Demand for pharmaceutical packaging products in the US (including Puerto Rico) will increase 7% annually to over $11bn in 2010. The strongest influences on growth will evolve from new regulations and standards that address such issues as patient drug compliance, drug dispensing errors, drug counterfeiting and drug diversion.
An increased focus on these issues will expand growth opportunities for high value-added containers, closures and accessories, especially blister packs, tamper-evident closures and RFID labels.
Moreover, the widening availability of medicines based on biotechnology and other advanced disciplines, coupled with the development of innovative drug delivery systems and dosage formulations, will require the pharmaceutical industry to upgrade packaging quality and performance properties. This trend will particularly benefit the demand for functional containers, such as prefillable inhalers and prefillable syringes, which provide for more precise drug administration and enhanced infection prevention.
Demand for primary pharmaceutical containers will increase 8% annually through 2010 to $7.5bn, or nearly 34 billion units. Prefillable inhalers and prefillable syringes will generate the fastest growth opportunities among all pharmaceutical packaging products based on safety and performance advantages in drug delivery. Plastic bottles will hold the largest share of unit demand based on low cost, versatility, availability, and ongoing quality and design improvements.

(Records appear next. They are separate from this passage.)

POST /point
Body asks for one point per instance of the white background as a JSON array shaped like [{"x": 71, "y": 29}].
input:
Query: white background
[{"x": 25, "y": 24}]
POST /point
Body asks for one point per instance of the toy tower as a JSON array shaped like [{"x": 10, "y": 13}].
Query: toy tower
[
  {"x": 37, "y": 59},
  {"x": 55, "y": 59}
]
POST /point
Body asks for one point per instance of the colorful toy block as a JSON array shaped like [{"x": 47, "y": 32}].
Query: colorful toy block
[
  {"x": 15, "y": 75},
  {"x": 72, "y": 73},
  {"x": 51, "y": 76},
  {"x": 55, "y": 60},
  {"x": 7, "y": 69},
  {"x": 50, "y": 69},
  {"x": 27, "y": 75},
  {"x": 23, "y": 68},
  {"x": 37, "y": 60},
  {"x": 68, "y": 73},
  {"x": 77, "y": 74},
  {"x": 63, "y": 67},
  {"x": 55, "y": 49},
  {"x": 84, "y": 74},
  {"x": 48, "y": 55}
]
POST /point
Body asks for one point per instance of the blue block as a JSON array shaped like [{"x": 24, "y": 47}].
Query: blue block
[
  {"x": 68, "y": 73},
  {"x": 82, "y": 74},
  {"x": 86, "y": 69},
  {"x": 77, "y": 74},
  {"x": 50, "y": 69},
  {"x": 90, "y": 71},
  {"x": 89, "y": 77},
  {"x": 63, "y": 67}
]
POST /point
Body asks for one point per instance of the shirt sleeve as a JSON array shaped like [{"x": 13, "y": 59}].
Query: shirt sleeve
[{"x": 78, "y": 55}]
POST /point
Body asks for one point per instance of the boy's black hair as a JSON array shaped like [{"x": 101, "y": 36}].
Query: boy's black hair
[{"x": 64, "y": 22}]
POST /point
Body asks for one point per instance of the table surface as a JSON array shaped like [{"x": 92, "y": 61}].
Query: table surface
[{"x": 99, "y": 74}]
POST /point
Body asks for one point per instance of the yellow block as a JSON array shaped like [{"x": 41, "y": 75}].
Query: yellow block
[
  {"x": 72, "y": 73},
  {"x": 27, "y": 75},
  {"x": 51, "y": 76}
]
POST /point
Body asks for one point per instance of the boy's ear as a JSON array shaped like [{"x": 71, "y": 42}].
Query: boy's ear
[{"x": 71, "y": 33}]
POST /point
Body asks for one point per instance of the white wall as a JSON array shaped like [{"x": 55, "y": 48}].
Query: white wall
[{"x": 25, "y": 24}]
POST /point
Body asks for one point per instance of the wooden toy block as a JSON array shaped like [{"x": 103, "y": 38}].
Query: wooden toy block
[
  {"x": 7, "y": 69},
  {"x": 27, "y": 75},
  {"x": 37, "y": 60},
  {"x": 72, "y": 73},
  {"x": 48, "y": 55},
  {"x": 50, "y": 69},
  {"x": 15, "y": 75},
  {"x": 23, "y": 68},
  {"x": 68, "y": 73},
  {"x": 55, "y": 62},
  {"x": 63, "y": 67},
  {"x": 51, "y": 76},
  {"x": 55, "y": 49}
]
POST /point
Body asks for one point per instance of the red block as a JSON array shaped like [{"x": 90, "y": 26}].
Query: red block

Expanding applications in both solid and liquid oral medications will create above-average growth opportunities for these containers. Pharmaceutical blister packaging will post strong demand gains and maintain the largest share of revenues based on its adaptability to unit dose, clinical trial, sample, compliance, institutional and over-the-counter (OTC) container formats.
Advances in the changeover features of machinery will also benefit growth prospects for blister packaging by making it more cost efficient in small-volume drug applications. Equipment upgrades, coupled with trends favouring unit-dose packaging, will also boost demand for pouches and strip packs.
By contrast, the market for medication tubes will expand at a below-average pace due to competition from pouches and plastic dispensing bottles. Performance shortcomings versus alternative containers will restrain demand for IV containers, vials and ampoules, glass bottles and jars and aerosol cans.
The US market for secondary pharmaceutical containers will expand 5.2% annually to $1.3bn in 2010, representing 14.3 billion units. Prescription-dispensing vials will post the strongest gains in value demand based on patient preferences for higher value-added compliance configurations.
Trends encouraging high-visibility pharmaceutical packaging, especially in OTC drug applications, will benefit demand for folding paperboard boxes and display convertible shipping cartons. However, these containers will provide below average growth opportunities as drug makers become more selective in the use of expensive, high material content packaging systems.
Demand for pharmaceutical packaging accessories will reach $2.3bn in 2010, up 5% annually from 2005. RFID barcoded labels and accessories will post the fastest gains, benefiting from stricter government and industry standards aimed at preventing drug counterfeiting and drug diversion.
The market for child-resistant, senior-friendly and dispensing closures will increase favourably as pharmaceutical manufacturers adapt medication to high value-added containers and delivery systems. Stepped-up efforts by medical groups to improve patient drug compliance will boost the market for high visibility labels and package inserts.
Based on 2005 revenues, the eight largest participants in the US pharmaceutical packaging industry were Cardinal Health, Alcan Packaging, MeadWestvaco, Alcoa Flexible Packaging, Amcor, Owens-Illinois, Sharp (Superior Group) and West Pharmaceutical Services. These companies supplied over 30% of total demand for pharmaceutical packaging in 2005 and over 40% of the merchant market. Another 15% of demand was absorbed by captive production systems operated by drug manufacturers.
The remainder of the market is highly fragmented, with over $3bn in revenues divided among 400 producers and contract packaging firms.